Reprinted from Trends Genet., vol. 22, J. E. Taylor and G. Rudenko, Switching trypanosome coats …, pp. 614–620. Copyright 2006, with permission from Elsevier [http://www.sciencedirect.com/science/journal/01689525].
DNA rearrangement through gene conversion, telomere exchange, and other unidentified processes is responsible for replacing an inactive VSG allele for the one in the active ES. The geneconversion event results in a duplication of the inactive VSG gene at the active ES locus, allowing for expression of the previously inactive VSG. Despite the specificity of the genomic loci involved in the VSG-switching event itself, the process has been shown to depend on general recombination factors.

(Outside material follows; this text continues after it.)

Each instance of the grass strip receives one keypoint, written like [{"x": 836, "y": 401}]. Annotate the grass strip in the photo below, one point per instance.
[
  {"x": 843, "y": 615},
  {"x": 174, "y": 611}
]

Trypanosome mutants that do not express Rad51 are greatly impaired in VSG switching, indicating that homologous recombination is essential for this process. Further work has demonstrated a role for the trypanosome homologue of BRCA2 in VSG switching. It is unclear whether enzymes specific to VSG switch recombination are involved in this process as well. Despite the fact that gene conversion is required for VSG switching, defects in mismatch repair pathway genes in trypanosomes do not affect antigenic variation.